Sabato, 16 Ottobre 2021
Cronaca Carini

"Non è il narcos colombiano che inviava carichi di cocaina a Palermo", assolto e liberato

Scagionato Davide Guilermo Naranjo Vasquez che, secondo l'accusa, avrebbe rifornito la banda che sarebbe stata capeggiata da Alessandro Bono, insospettabile titolare di un'agenzia funebre già condannato a 20 anni con l'abbreviato per traffico internazionale di droga. "Nessuna prova della sua presenza in Italia e in Sicilia"

Per la Procura sarebbe stato il narcos che avrebbe rifornito con decine di chili di cocaina la banda che sarebbe stata capeggiata dall'insospettabile titolare di un'agenzia di pompe funebri, Alessandro Bono, condannato in primo e secondo grado con il rito abbreviato a ben 20 anni di reclusione. E, invece, come ha stabilito la quinta sezione del tribunale, il colombiano Davide Guilermo Naranjo Vasquez, 37 anni, sarebbe del tutto estraneo allo smercio di droga dal Sud America a Palermo: l'imputato è stato infatti assolto "per non aver commesso il fatto" ed è tornato anche libero.

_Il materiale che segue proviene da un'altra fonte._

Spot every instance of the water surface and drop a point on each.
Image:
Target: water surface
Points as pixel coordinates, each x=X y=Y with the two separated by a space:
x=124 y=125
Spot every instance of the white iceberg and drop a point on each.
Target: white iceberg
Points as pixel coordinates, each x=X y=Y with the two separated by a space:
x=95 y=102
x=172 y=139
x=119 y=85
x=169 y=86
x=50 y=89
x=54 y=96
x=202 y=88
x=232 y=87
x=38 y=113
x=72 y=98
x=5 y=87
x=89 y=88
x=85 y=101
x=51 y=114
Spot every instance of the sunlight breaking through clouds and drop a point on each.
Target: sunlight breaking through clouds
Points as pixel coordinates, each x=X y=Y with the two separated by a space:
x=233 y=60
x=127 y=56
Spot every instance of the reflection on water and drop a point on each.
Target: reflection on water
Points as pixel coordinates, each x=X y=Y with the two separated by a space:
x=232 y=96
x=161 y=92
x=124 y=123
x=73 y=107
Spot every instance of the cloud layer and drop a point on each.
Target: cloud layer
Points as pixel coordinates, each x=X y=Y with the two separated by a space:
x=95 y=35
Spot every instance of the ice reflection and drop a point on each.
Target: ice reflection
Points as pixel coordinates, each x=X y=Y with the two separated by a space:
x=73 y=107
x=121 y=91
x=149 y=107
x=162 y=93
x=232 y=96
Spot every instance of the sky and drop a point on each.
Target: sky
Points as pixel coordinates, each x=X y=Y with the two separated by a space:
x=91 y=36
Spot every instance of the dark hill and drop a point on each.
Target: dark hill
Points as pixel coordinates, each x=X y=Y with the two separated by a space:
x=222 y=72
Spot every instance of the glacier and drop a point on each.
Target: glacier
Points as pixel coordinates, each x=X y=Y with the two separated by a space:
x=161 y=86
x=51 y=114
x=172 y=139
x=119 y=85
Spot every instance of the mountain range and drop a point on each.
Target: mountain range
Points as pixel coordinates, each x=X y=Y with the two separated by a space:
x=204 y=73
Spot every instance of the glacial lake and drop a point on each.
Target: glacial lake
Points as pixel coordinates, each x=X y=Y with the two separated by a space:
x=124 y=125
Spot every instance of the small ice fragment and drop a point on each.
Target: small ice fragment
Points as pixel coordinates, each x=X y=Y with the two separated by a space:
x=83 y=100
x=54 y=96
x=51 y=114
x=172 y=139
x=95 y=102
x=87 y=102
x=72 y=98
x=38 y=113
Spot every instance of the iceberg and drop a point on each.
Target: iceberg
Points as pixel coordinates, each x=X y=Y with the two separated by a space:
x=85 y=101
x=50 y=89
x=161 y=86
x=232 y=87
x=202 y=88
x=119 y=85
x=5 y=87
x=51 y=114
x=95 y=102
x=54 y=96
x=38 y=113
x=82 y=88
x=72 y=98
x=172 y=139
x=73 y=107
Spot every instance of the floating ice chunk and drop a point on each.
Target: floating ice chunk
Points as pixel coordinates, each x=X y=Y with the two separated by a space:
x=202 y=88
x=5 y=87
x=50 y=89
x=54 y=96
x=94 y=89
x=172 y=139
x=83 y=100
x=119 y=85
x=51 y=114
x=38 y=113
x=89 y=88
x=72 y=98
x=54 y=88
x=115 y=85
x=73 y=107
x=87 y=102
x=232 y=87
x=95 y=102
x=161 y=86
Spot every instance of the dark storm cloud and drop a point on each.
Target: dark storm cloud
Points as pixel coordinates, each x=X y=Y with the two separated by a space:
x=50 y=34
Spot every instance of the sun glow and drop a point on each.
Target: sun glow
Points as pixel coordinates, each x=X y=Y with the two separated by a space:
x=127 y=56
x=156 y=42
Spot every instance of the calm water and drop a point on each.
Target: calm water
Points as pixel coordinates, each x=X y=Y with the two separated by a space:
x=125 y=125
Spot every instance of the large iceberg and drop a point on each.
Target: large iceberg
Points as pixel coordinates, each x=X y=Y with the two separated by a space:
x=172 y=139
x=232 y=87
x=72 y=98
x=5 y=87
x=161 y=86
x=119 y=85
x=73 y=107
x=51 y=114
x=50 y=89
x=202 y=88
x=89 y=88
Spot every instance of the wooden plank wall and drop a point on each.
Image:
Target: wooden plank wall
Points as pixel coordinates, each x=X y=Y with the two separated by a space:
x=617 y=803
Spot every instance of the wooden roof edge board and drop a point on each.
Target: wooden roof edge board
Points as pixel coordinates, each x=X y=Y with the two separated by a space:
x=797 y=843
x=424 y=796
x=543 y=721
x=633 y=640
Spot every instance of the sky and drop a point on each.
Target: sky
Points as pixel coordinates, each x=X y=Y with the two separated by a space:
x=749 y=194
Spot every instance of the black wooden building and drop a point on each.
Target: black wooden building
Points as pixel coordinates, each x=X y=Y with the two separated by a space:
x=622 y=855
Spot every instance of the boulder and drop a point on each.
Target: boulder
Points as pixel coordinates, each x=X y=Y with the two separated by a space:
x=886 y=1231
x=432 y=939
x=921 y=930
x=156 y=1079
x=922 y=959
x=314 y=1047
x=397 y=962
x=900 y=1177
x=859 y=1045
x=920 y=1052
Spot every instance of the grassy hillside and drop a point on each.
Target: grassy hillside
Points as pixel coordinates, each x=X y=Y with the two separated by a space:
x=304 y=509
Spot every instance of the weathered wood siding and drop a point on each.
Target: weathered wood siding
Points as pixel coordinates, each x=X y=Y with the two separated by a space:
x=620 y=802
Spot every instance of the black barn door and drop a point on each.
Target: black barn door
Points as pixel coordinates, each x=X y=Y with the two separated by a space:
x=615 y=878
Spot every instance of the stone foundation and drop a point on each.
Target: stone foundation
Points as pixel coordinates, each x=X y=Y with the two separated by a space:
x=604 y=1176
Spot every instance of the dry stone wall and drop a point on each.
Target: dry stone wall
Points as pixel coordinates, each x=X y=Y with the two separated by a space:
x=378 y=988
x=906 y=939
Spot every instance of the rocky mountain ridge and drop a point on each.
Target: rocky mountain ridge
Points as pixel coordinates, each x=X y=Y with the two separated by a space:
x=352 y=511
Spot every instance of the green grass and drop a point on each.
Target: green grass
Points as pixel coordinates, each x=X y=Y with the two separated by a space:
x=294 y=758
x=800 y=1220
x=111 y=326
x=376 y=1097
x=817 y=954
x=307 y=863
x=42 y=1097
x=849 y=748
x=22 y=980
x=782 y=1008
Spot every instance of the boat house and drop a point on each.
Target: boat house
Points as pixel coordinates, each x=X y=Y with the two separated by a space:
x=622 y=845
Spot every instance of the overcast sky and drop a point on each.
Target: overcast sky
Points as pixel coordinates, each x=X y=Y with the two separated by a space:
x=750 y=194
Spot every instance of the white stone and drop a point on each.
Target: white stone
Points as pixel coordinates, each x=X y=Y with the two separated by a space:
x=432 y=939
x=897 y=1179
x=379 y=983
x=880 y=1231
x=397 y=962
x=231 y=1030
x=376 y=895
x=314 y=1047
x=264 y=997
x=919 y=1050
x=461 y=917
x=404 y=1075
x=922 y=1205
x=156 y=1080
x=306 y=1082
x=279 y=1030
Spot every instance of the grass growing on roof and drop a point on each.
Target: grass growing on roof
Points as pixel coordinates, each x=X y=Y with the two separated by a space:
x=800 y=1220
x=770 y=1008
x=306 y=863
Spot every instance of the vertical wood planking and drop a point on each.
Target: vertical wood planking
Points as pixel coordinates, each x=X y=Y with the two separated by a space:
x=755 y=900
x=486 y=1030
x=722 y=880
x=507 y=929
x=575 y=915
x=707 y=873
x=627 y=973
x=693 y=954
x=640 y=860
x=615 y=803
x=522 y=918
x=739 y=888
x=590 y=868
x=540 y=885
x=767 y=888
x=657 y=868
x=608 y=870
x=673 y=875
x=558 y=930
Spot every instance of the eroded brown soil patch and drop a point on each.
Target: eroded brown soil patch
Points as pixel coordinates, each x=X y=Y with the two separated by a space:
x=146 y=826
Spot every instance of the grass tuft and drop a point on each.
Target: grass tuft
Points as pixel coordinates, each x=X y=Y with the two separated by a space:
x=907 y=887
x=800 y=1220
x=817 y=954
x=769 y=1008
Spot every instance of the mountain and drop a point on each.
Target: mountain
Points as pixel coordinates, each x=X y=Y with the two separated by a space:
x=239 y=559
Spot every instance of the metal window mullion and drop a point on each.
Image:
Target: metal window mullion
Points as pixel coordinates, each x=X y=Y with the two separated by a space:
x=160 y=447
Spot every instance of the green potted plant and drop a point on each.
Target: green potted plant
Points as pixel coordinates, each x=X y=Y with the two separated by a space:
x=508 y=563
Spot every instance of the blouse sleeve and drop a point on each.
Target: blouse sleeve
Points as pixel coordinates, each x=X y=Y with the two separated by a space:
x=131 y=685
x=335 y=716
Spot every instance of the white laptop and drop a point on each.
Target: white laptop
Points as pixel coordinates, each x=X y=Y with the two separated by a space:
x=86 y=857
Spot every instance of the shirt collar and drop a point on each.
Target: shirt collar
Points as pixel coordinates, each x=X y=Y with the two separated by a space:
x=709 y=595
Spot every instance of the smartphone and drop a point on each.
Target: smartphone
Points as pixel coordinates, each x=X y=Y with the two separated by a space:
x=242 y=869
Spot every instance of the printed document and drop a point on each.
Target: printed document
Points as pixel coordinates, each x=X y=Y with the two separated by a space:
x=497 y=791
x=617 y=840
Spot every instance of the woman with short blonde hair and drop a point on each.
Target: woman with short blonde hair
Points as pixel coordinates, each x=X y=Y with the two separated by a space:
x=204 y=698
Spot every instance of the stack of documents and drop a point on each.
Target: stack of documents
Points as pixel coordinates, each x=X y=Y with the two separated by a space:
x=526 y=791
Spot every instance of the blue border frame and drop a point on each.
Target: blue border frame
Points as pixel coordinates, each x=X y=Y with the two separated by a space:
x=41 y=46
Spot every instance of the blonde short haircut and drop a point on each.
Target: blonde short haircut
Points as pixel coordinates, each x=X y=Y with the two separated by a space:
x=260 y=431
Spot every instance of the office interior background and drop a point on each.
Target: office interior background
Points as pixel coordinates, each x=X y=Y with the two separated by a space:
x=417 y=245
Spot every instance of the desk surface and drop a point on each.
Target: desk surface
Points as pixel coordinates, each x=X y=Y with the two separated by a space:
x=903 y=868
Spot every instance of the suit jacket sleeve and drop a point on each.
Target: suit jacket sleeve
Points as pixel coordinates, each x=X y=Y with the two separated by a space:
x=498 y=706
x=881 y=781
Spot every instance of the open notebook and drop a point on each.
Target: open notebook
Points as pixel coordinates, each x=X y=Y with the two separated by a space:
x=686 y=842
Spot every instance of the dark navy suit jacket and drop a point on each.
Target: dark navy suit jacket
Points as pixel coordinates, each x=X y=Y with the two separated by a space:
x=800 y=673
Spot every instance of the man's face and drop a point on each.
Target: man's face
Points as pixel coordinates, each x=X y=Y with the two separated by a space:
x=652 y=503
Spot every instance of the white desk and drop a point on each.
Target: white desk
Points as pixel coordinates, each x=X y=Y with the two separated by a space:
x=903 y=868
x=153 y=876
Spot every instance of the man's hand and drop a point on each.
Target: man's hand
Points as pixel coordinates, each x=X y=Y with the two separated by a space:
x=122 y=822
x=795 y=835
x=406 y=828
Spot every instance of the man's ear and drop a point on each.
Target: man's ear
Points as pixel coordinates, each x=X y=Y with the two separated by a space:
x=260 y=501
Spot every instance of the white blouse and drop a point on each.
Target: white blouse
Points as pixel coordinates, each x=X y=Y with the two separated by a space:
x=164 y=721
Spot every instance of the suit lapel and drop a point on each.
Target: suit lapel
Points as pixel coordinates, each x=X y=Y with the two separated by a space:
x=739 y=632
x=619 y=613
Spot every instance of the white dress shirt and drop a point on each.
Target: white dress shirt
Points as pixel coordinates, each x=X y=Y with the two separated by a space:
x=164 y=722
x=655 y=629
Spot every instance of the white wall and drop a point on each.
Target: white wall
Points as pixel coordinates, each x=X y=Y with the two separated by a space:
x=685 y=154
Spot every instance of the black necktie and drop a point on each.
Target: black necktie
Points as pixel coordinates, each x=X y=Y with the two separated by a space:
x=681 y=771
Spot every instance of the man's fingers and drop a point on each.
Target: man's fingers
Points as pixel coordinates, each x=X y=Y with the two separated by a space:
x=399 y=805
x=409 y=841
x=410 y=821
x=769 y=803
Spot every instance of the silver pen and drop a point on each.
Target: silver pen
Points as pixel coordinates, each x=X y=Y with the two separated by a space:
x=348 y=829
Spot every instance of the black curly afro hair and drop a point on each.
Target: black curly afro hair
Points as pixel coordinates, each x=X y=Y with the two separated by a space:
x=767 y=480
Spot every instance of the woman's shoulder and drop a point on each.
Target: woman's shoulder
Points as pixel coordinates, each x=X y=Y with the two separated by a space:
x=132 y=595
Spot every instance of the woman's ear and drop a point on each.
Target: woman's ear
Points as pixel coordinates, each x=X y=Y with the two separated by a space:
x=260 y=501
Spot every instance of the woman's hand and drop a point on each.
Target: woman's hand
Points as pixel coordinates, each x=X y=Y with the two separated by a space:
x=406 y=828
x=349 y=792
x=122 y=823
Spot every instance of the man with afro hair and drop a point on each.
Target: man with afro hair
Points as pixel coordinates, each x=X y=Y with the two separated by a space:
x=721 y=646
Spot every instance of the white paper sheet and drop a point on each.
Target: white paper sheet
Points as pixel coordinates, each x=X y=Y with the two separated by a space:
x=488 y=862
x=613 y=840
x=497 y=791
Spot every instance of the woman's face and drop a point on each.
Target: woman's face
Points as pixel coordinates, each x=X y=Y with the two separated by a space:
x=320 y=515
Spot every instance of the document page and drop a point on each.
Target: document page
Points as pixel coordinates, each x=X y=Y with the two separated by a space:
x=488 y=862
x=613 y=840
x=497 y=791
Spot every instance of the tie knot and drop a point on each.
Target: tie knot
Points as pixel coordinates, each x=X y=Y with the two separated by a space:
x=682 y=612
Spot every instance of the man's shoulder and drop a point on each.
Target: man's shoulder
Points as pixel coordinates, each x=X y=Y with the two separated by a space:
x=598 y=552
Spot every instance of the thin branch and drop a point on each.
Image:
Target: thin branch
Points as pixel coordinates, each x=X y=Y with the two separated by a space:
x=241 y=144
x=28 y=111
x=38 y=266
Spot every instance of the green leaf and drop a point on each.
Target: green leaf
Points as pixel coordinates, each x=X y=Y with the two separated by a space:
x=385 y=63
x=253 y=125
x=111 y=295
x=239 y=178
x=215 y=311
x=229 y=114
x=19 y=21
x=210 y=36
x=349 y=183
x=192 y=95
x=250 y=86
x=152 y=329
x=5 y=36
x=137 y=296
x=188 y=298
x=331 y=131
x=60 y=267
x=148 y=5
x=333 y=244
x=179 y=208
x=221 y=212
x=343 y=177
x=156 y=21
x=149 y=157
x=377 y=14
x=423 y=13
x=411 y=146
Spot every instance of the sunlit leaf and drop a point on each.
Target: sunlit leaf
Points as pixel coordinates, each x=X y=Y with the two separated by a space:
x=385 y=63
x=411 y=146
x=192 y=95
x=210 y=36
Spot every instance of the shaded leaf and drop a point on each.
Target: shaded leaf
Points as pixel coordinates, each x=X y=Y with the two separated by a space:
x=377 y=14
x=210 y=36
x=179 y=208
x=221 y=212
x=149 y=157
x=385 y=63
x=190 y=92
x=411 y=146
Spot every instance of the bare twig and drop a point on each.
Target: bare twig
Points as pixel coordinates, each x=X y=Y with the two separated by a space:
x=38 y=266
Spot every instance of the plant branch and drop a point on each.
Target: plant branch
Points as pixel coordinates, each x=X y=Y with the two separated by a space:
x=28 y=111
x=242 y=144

Il collegio presieduto da Ivana Vassallo ha accolto le tesi dell'avvocato Salvatore Sanfilippo (nella foto), che ha sostenuto che non ci sarebbe alcuna prova della presenza in Italia del presunto narcos, che mai sarebbe stato fermato o sottoposto a controlli nel nostro Paese. Secondo la Dda, invece, Naranjo Vasquez sarebbbe stato visto diverse volte sia a Carini - dove Bono avrebbe gestito lo smercio di droga dalla sua lussuosa villa - sia all'aeroporto di Punta Raisi che a Roma.

avvocato Salvatore SanfilippoQuando il 13 settembre del 2017 scattarono gli arresti per Bono e un'altra quindicina di persone, il colombiano era introvabile e fu dichiarato latitante. Venne arrestato soltanto a giugno dell'anno scorso e portato in un carcere spagnolo. La sua posizione è stata quindi stralciata rispetto a quella degli altri imputati e il dibattimento si è concluso però a suo favore.

Come aveva ricostruito la Procura, la banda si sarebbe inventata diversi trucchi per far arrivare al droga dal Sud America: in un caso erano state intrise con un chilo e mezzo di cocaina le pagine di diversi libri. La sostanza avrebbe potuto poi essere recuperata in un secondo momento grazie ad un particolare procedimento chimico. Invece il carico era stato sequestrato all'aeroporto di Milano Malpensa ad agosto del 2015. A fornire la cocaina, però, come ha stabilito adesso il tribunale non sarebbe stato Naranjo Vasquez.